There are several types of renal pyeloectasia: right-sided, left-sided or bilateral. By severity, a mild, moderate or severe form of pyeloectasia is isolated. The degree of severity of the pathological process is determined by the preservation of the functions of the organ, while concomitant and complicating diseases are taken into account.

In general, the expansion of lohans themselves is asymptomatic, and the appearance of pathological signs is caused by concomitant, provoking pathology or the development of complications.

The most common renal pyelonectasia is accompanied by complications such as:

  1. Bladder ureter reflux is most common in children, urine is urine at the back of the urinary cavity and back to the renal pelvis;
  2. Ureterocele - when the place of docking of the bladder with the ureter expands, i.e. bloating of the ureter;
  3. Ureteral prolapse - typical for severe forms of pyeloectasia, in which the ureter grows into the urethra in men or the vaginal wall in women;
  4. Valve function disorders in the urethra, which is typical for male patients;
  5. Megaureter is a pathological condition, characterized by an increase in ureters in the presence of urinary tract disorders from the lower urinary tract or from the urinary structures;
  6. Atrophy of the renal tissues - when there is a pathological decrease in the size of the organ;
  7. Acute pyelonephritis is an inflammatory process in the kidney tissues;
  8. Reduction of renal function;
  9. Dying of renal tissues( renal sclerosis).

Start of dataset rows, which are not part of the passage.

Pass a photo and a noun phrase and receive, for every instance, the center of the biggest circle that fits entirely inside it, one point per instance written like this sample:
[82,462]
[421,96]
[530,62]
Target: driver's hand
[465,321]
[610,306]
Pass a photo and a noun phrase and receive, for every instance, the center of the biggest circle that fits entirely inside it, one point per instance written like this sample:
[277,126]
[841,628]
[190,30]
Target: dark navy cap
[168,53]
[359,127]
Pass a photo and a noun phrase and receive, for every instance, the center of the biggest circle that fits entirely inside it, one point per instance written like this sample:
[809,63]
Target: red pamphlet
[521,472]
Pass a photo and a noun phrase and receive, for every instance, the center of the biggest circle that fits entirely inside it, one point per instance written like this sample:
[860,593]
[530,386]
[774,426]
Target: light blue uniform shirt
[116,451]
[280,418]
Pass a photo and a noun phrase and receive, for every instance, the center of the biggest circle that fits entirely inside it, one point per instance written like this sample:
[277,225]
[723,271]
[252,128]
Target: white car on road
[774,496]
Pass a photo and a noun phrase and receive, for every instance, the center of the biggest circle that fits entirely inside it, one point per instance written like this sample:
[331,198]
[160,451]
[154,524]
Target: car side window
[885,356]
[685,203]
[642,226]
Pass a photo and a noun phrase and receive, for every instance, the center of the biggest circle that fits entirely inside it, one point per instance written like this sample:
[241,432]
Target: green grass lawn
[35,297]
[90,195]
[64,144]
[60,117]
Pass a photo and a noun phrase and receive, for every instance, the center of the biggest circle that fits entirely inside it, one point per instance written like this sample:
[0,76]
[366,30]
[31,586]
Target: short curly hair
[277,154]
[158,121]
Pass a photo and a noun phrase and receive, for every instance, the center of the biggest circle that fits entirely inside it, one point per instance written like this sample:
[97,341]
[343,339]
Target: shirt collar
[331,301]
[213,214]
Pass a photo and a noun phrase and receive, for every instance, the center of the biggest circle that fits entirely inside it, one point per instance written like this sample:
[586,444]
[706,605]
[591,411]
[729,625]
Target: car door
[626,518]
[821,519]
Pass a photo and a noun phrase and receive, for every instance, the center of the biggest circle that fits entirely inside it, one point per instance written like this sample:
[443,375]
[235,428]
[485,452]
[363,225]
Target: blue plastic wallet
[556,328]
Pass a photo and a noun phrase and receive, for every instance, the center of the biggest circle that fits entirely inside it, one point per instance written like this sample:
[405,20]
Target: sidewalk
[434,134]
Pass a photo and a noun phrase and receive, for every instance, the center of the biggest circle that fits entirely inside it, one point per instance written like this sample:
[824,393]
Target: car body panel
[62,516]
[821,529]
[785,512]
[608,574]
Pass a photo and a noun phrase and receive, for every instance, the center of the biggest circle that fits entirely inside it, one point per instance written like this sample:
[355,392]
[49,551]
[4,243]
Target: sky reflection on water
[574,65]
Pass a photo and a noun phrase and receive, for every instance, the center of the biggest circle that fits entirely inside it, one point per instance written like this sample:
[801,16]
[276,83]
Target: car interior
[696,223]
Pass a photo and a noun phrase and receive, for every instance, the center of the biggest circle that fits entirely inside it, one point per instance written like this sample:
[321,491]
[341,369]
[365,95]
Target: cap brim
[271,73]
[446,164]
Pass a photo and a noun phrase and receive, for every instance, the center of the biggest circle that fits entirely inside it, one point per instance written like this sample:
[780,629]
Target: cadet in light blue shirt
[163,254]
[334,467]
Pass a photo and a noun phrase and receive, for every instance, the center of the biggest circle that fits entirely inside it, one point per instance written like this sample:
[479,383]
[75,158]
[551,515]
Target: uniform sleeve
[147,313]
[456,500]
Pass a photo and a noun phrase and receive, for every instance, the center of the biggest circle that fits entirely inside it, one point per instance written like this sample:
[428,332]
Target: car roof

In a child, renal pyelonectasia is dangerous because in the future it can cause a malfunction in the normal functioning of the kidneys. The urinary tract obstructs, the tissues of the kidney are compressed, leading to renal atrophy and impairment of the organ. The weak excretion of urine leads to infectious processes and the formation of pyelonephritis, which leads to a decrease in renal function and the development of sclerosis.

Degrees of severity of renal pyelonectasia

Diagnosis

Recognition of pyelonectasia in a newborn is possible by:

  • Hyperthermia;
  • Lack of appetite;
  • Tearfulness;
  • Dyspepsia( diarrhea, vomiting).

In older children, abnormalities in abdominal or lumbar region appear with abnormal expansion of pelvis.

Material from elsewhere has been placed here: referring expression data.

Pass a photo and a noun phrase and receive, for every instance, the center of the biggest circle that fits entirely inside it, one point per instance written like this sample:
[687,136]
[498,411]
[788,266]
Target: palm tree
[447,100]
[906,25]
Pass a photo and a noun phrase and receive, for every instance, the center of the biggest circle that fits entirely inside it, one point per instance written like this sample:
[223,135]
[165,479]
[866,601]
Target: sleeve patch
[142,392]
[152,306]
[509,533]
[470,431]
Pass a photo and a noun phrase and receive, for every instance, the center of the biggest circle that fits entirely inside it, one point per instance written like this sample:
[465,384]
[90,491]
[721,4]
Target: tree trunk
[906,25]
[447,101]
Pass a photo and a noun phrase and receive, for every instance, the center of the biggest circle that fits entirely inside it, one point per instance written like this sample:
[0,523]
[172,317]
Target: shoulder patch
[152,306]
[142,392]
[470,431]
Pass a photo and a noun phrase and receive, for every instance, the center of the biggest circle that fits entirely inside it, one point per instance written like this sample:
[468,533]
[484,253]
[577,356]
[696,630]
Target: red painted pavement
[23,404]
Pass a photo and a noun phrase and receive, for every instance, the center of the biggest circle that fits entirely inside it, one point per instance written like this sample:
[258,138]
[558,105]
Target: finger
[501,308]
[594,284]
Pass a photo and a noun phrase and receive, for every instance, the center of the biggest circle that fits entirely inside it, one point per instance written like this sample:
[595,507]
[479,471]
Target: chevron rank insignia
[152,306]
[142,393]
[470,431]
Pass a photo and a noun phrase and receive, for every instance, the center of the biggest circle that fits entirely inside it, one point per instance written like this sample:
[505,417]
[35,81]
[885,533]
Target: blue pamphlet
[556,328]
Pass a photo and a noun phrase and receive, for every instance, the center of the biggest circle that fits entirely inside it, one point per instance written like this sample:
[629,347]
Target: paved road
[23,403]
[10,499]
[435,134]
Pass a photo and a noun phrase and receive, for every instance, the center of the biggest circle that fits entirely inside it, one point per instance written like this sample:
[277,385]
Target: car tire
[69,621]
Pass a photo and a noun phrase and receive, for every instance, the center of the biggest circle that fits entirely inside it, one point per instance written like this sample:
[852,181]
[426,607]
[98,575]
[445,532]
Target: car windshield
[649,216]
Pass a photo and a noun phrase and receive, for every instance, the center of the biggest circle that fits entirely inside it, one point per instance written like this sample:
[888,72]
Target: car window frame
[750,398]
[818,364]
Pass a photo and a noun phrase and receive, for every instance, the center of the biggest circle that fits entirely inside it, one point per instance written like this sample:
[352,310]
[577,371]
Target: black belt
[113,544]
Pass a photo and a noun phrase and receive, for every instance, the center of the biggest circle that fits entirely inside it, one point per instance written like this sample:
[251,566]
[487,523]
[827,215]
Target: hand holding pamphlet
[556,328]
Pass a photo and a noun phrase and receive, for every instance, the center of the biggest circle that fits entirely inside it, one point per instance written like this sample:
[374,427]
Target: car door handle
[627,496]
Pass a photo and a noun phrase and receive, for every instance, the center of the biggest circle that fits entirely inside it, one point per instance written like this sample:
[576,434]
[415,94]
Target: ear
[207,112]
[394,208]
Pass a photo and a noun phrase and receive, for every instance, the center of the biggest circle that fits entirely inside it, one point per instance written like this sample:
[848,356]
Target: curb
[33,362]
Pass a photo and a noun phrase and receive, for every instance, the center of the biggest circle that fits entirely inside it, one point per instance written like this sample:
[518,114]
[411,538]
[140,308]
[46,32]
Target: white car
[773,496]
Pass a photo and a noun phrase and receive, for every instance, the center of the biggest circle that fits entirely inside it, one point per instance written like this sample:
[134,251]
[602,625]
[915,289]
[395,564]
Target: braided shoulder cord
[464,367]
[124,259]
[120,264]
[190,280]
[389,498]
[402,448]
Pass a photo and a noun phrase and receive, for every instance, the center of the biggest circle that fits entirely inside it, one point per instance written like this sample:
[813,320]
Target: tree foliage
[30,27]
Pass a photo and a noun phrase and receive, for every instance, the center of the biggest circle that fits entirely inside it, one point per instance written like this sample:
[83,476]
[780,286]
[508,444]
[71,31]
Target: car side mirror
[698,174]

Ultrasonic diagnosis of the kidneys and abdominal cavity will confirm the diagnosis. If necessary, an additional examination is performed by means of cystography or urography, radionuclide renography, etc. If abnormal pelvic enlargement is detected in the fetus, then the baby is required to perform an additional ultrasound examination.

Treatment of

The appropriate specialist should be engaged in the necessary treatment and only after a thorough preliminary diagnosis. The main goal pursued by therapy is the elimination of the underlying cause of pathological enlargement.

If pyeloectasia is characterized by a congenital etiology, then the treatment is possible only by surgical methods:

  • Urolithiasis - obstructive urinary excretion is removed surgically or conservatively, which is caused by the size of the stone and its sensitivity to stone-adsorbing drugs.
  • Constriction of the ureter - in the place of abnormal narrowing, a frame bezel is implanted, which in the professional language of physicians is called stenting.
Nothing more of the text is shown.